Mekoche (or Mequachake, Shawnee: mecoce) was the name of one of the five divisions (or bands) of the Shawnee, a Native American people, during the 18th century. The other four divisions were the Chalahgawtha, Kispoko, Pekowi, and Hathawekela. (All five division names have been spelled in a great variety of ways.) Together these divisions formed the loose confederacy that was the Shawnee tribe.

Traditionally, Shawnee healers came from the Mekoche patrilineal division.

Since the late 20th century, the Lower Eastern Ohio Mekoce Shawnee has organized but it has not gained federal recognition. It is based in Southern Ohio and West Virginia, part of its traditional territory. The tribe, which filed a Letter of Intent to Petition on 3/5/2001 with the Bureau of Indian Affairs, founded The Inter Tribal Learning Circle in 1991. It has held cultural events at Fort Ancient in Lebanon, Ohio.

Pigeon Town, occupied by the Shawnee Mekoche division, was located on Mad River, 3 miles northwest of West Liberty, Logan County, Ohio.

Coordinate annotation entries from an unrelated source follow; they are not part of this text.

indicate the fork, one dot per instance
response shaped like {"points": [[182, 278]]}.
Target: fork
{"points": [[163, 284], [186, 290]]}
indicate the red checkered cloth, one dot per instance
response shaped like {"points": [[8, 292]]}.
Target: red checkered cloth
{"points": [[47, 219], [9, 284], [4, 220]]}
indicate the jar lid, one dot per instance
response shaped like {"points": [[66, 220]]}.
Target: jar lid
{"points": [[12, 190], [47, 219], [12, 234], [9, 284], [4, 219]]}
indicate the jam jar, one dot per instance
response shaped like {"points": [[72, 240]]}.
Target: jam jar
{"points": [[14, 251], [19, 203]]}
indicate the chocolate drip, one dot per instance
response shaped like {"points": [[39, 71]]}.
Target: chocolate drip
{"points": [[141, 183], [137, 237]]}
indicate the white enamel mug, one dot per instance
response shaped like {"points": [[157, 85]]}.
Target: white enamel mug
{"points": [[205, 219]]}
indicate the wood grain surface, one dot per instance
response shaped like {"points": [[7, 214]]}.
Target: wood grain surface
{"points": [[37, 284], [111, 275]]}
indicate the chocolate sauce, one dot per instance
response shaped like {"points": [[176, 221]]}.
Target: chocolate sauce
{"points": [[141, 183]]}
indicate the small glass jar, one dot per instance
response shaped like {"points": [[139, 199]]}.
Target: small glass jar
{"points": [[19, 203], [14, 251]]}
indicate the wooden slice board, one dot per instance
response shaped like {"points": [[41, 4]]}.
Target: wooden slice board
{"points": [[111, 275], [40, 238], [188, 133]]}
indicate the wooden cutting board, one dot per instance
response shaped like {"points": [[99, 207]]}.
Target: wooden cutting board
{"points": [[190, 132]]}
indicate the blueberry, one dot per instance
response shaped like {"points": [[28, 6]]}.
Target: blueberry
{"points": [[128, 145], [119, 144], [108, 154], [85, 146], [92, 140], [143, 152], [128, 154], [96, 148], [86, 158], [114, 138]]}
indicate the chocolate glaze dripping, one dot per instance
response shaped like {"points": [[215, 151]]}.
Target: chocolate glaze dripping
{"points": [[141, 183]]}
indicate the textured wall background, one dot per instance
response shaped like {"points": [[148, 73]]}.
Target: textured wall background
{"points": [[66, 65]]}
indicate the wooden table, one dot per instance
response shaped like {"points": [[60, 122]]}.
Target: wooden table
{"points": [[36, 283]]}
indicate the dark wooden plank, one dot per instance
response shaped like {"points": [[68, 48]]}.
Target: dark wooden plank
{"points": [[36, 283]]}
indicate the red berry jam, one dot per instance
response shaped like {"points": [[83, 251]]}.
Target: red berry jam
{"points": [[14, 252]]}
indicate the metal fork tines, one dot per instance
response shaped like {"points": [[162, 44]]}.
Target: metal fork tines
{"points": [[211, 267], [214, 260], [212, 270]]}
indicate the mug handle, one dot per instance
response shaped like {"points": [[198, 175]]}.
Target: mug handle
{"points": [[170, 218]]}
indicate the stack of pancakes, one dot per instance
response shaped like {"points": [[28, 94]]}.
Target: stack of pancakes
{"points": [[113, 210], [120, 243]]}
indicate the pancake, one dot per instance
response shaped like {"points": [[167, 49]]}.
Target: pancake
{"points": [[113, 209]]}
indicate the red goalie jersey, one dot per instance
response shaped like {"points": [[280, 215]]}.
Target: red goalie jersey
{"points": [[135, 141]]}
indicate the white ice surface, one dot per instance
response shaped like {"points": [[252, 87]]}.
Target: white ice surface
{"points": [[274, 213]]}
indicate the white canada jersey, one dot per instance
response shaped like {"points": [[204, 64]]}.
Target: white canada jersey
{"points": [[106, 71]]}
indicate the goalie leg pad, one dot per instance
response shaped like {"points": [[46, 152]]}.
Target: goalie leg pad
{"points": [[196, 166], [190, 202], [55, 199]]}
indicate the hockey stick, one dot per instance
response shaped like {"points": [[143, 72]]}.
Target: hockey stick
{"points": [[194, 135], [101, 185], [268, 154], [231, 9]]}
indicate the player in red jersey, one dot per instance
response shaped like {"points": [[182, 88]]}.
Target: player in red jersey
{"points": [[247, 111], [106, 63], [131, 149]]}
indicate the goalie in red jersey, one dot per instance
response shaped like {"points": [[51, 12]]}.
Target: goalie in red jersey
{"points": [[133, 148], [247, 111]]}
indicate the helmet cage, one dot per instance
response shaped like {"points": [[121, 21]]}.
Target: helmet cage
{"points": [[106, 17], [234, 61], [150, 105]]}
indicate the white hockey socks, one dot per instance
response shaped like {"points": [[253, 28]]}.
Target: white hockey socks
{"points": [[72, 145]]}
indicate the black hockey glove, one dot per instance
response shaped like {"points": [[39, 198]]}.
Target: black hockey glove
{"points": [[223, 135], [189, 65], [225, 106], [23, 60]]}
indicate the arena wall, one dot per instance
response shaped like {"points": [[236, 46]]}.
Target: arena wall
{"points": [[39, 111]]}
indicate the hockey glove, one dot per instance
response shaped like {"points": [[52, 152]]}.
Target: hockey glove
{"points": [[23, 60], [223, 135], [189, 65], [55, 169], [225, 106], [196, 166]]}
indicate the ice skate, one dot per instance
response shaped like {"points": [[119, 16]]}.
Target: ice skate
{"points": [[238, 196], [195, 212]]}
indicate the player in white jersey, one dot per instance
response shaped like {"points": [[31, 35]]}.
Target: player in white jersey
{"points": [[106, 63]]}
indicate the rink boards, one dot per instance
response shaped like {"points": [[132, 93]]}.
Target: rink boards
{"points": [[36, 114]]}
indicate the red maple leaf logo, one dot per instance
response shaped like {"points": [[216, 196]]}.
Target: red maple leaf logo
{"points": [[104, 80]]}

Macochee Creek is named for this Shawnee division; it is a small stream that meets the Mad River at West Liberty, having arisen near modern Pickrelltown, Ohio.

Notable Mekoche 
Black Hoof
 Chief Russell "Logan" Sharp (1953-2010), a Lower Eastern Ohio Mekoce Shawnee from Wilmington, Ohio, conducted a Peace Tree Ceremony at West Virginia University in 2009. He lectured on "The Struggle of Non-federally Recognized Natives."